Maggie pulled the warm sweatshirt over her head and dashed down the stairs into the dim living room. How late was it? She stumbled and grabbed the railing when she heard Ryley laugh. Pots banged and clattered, utensils rustling as she watched from the shadows. Father and son were illuminated in the kitchen. Richard hovered beside Ryley. They were chatting, laughing, and Ryley was chopping what? This wasn’t her quiet, shy boy. He was relaxed and joking with his dad. Ryley never joked with her. He hadn’t laughed since … well, since she couldn’t rightly remember.
Ryley didn’t help in the kitchen with her; Maggie did all the cooking for him. They had a routine: eat, homework, watch TV, and then bed. Whatever this was with Richard, there was no place for her.
“Hey, are you making dinner?” She tried to sound happy. They both looked up. Richard blinked, and she wondered for a moment if he’d forgotten she was here. Unease filled the room. “Umm, I should go,” she said, pointing to the back door. Her hand shook. Where had she put her coat?
“Maggie.” His voice was soft and low when he touched her shoulder and rubbed his hand down her arm. “Stay for dinner. Please.”
She looked up. Awkwardness lingered. He dropped his hand and stepped back. A fork clattered on the counter, and Maggie blinked. “Richard, I should go.” She dropped her gaze to the floor. She couldn’t look at him. She stepped around Richard and attempted a smile for Ryley—something that felt more like it had been painted on.

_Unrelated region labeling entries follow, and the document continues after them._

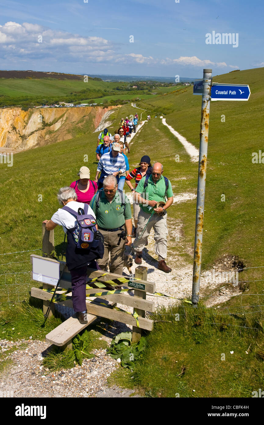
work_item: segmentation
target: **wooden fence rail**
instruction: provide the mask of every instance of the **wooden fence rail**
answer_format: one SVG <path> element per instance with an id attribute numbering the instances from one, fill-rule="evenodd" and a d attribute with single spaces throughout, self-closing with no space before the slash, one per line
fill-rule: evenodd
<path id="1" fill-rule="evenodd" d="M 43 224 L 42 256 L 31 255 L 32 264 L 31 279 L 42 282 L 42 288 L 31 288 L 31 296 L 43 300 L 43 313 L 45 314 L 52 296 L 50 290 L 56 286 L 59 275 L 60 276 L 62 273 L 56 294 L 58 296 L 67 291 L 67 299 L 56 300 L 54 303 L 52 303 L 49 317 L 54 313 L 55 303 L 70 308 L 72 306 L 70 273 L 67 266 L 64 268 L 65 262 L 53 258 L 54 252 L 54 230 L 46 230 L 45 225 Z M 74 314 L 46 335 L 46 340 L 63 348 L 70 348 L 72 338 L 97 317 L 101 317 L 132 325 L 132 342 L 139 341 L 142 329 L 151 331 L 153 329 L 153 320 L 145 318 L 145 312 L 154 311 L 154 302 L 147 300 L 146 296 L 147 292 L 155 293 L 155 284 L 147 281 L 147 267 L 139 266 L 136 269 L 135 278 L 132 279 L 103 270 L 88 268 L 87 277 L 93 279 L 97 278 L 93 286 L 96 286 L 97 283 L 98 286 L 86 290 L 86 296 L 90 294 L 96 294 L 96 298 L 86 298 L 88 323 L 82 325 Z M 89 286 L 89 283 L 87 285 Z M 104 294 L 104 292 L 109 291 L 109 285 L 114 289 L 117 285 L 121 286 L 126 292 Z M 117 303 L 133 307 L 133 314 L 126 312 L 125 307 L 122 309 L 122 310 L 124 308 L 124 311 L 115 308 Z"/>

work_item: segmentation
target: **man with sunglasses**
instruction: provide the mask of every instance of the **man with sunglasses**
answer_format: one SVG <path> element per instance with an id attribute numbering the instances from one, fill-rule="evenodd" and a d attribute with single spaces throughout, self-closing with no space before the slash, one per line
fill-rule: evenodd
<path id="1" fill-rule="evenodd" d="M 125 246 L 132 244 L 130 203 L 126 196 L 117 191 L 117 181 L 114 176 L 106 177 L 103 185 L 97 202 L 96 194 L 90 203 L 96 217 L 98 230 L 104 238 L 104 255 L 97 260 L 97 263 L 102 270 L 106 270 L 110 252 L 110 272 L 122 275 Z"/>
<path id="2" fill-rule="evenodd" d="M 152 174 L 148 178 L 147 184 L 144 184 L 146 177 L 142 177 L 134 191 L 135 200 L 139 203 L 140 210 L 138 216 L 136 237 L 133 245 L 136 253 L 135 262 L 141 264 L 142 251 L 153 227 L 155 232 L 154 249 L 158 257 L 158 268 L 165 273 L 169 273 L 172 269 L 168 267 L 165 261 L 167 256 L 168 235 L 166 210 L 173 203 L 173 193 L 171 183 L 167 179 L 167 186 L 166 185 L 163 173 L 162 164 L 160 162 L 154 163 Z M 160 201 L 165 202 L 165 205 L 157 208 L 157 204 Z"/>

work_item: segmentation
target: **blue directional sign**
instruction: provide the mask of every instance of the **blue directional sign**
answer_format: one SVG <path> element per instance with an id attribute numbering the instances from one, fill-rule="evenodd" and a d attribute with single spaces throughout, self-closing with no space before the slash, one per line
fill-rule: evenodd
<path id="1" fill-rule="evenodd" d="M 203 94 L 203 80 L 196 80 L 193 85 L 193 94 Z"/>
<path id="2" fill-rule="evenodd" d="M 211 100 L 248 100 L 250 95 L 246 84 L 222 84 L 213 82 L 211 88 Z"/>

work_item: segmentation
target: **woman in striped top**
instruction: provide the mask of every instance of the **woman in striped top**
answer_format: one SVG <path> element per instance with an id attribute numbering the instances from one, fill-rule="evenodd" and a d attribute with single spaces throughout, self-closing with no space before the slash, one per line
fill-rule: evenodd
<path id="1" fill-rule="evenodd" d="M 134 168 L 133 170 L 128 174 L 125 178 L 125 182 L 128 186 L 130 187 L 131 190 L 133 192 L 139 184 L 139 183 L 142 177 L 144 177 L 146 174 L 150 174 L 151 173 L 152 167 L 150 164 L 150 159 L 147 155 L 144 155 L 140 160 L 139 167 Z M 136 184 L 135 188 L 133 187 L 130 181 L 132 178 L 135 179 Z M 134 236 L 136 237 L 136 232 L 137 227 L 137 217 L 139 212 L 140 210 L 139 204 L 136 203 L 133 196 L 133 211 L 134 216 L 134 223 L 135 224 L 135 230 L 134 230 Z"/>

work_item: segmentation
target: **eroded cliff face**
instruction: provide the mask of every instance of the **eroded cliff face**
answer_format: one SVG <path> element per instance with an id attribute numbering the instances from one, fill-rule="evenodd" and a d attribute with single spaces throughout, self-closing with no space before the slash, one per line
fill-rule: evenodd
<path id="1" fill-rule="evenodd" d="M 78 127 L 92 120 L 92 131 L 100 124 L 110 106 L 74 108 L 19 108 L 0 109 L 0 147 L 25 150 L 70 139 Z"/>

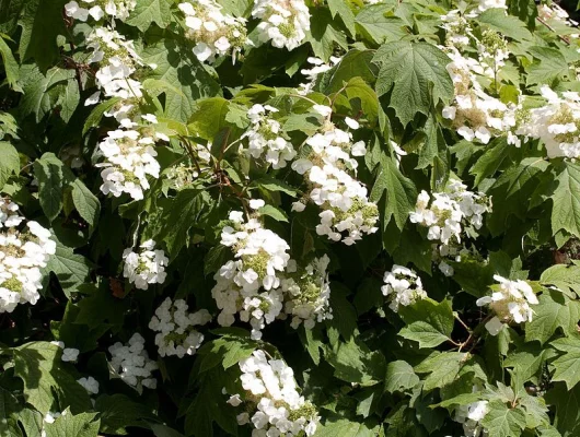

“Are you staying, Mom? We’re making tacos.” He held a wooden spoon, hovering over the fry pan, and looked almost hopeful for a second. Then something flashed in his eyes that had him stepping back. That carefree easiness he’d had moments ago with his dad, before she walked in, was gone. He appeared nervous and uneasy.
Was it just her? A knot tightened in her stomach, and she felt the dark basement swooping up to drag her back to the pits of despair. She couldn’t bear to lose another child. She reached out and hugged Ryley. He was stiff and pulled away. She looked down before she spilled any more tears. She forced a fixed smile again for Ryley. “No, not tonight. I’ve got to go. But you have fun with your dad.” Maggie turned and froze. Richard held her coat and helped her into it. This time, his hand didn’t linger.
“Ryley, I’m going to walk your mom to her car. Turn off the burner till I get back.”
“Okay, Dad,” he said. She heard a relaxed, carefree tone ease back into his voice, as if everything was all right. Of course, she wondered if this was because she was leaving.
Richard’s hand touched the small of her back when she walked out into the dark night. The porch light glowed softly, lighting her way as Richard walked her out. He didn’t say a word as he opened her door and rested his hand on the roof of the rusty car. “Maggie, about earlier—”
She couldn’t bear to hear regrets. “Please, Richard, I just need to go. Please let me go.” She climbed in and pulled the door closed. Starting the car, she watched him step back before he turned, hesitating a second, and walked back into the house. Maggie drove away and glanced in the rearview mirror just as the porch light went out, feeling a dreadful loss. Except this time, the loss was different, and she didn’t know why.